Ayın doğuşu mu, güneş mi?

İnsanın ülkesi ağaçlar mı, bağlar, çimenler, kuşlar, kayalar, tepeler ve dağlar ve vadiler mi?

İklim mi? Bir yerin ilkbaharı, yazı ve kışı mı?

Kulübeler ve evler, şehrin sokakları, masalar ve sandalyeler, çay ve sohbet mi?

Yaz sıcağında dalında olgunlaşan şeftali mi?

Toprakta yatan ölüler mi?

Göğün altında, o ülkenin her yerinde konuşulan dilin sesi mi?

Genizden ve yürekten gelen şarkı mı?

O dans mı?

İnsanın ülkesi havaya, suya, toprağa, ateşe ve hayata ettiği şükran duaları mı?

Gözleri mi? Gülümseyen dudakları mı?

Keder mi?”

William Saroyan’a dair herhangi bir şey okumak, izlemek, hayata onun gözlerinden bakmak benim için heyecan verici.

Saroyan ile ilk karşılaşmamın üzerinden çok yıllar geçti. Şu anda garip gelecek belki ama lisede İngilizce dersinde okuduğumuz kısa hikayeler kitabında, ilk okuduğum andan bu güne aklımdan çıkmayan bir Fresno hikayesi vardı. Hikaye İngilizce olsa da, verdiği hissin gayet ‘bizim buralar’dan olmasına şaşırmıştım. Sonradan öğrendim Saroyan’ın zaten bizim buralardan olduğunu. Şaşırılacak olanın Saroyan’ı okurken duyduğum aşinalık hissi değil, bunun sebeplerini bilmememiz olduğunu da fark ettim tabii. Lusin Dink’in filmi de, Saroyan’ın var oluşunun verdiği bu sıcaklığı bize çok güzel yansıtıyor.

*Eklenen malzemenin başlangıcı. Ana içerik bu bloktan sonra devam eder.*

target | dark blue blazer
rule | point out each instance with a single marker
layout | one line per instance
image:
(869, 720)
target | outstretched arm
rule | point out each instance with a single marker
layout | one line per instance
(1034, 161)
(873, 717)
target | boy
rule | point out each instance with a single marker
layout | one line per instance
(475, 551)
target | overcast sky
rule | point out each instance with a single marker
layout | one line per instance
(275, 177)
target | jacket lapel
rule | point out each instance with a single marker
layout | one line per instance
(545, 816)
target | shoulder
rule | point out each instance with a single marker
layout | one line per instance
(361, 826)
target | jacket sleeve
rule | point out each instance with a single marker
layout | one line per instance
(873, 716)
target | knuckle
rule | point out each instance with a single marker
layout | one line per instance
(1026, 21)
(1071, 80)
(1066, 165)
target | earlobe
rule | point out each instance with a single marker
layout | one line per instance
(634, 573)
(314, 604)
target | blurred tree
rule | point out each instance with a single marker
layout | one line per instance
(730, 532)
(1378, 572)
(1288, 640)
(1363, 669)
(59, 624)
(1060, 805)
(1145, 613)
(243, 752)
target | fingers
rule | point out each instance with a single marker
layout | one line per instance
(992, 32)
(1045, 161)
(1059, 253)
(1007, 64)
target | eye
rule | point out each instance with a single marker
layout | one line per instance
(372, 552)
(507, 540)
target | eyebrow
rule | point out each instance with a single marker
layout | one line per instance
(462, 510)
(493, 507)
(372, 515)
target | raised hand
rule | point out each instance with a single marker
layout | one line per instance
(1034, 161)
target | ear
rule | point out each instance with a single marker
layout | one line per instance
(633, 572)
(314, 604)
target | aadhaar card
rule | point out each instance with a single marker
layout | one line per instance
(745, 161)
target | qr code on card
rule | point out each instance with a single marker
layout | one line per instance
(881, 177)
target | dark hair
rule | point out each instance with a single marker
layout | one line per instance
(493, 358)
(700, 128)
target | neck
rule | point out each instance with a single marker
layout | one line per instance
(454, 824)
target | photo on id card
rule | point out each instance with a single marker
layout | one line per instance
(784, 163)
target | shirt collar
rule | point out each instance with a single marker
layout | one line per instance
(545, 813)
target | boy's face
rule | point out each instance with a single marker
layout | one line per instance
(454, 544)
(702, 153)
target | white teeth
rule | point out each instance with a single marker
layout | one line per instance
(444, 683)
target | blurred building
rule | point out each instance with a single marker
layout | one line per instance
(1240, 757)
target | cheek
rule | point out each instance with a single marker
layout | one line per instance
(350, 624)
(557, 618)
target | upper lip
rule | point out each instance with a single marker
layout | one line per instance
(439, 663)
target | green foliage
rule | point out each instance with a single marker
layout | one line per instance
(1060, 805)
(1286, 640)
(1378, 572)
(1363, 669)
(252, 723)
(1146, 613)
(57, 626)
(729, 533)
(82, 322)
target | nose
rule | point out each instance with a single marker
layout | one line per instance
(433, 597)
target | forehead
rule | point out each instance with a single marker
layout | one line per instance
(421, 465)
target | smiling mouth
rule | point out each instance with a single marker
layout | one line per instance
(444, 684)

Daha önceki yıllarda Türkçe’de tek tük yayımlanan Saroyan çevirileri, 2000’lerin başından itibaren Aras tarafından yayımlanmaya başlandı. Ama benim en çok sevdiğim ilk gençlik yıllarının eseri ‘Uçan Trapezdeki Cesur Genç Adam’daki hikayelerin çoğu Türkçeye çevrilmemişti. Bu kitabın da dün, 24 Nisan 2021 tarihinde yayımlandığını öğrendim. Bu vesileyle, henüz Türkçesini okumamış olduğum bu kitabı da, neredeyse 100 yıl önce ABD’de Fresno’da yaşayan bir Bitlisli Ermeni genç ile ne kadar aynı toprakların insanı olduğumuzu anlamak, memleket üzerine, ev üzerine düşünmek isteyenlere tavsiye ederim.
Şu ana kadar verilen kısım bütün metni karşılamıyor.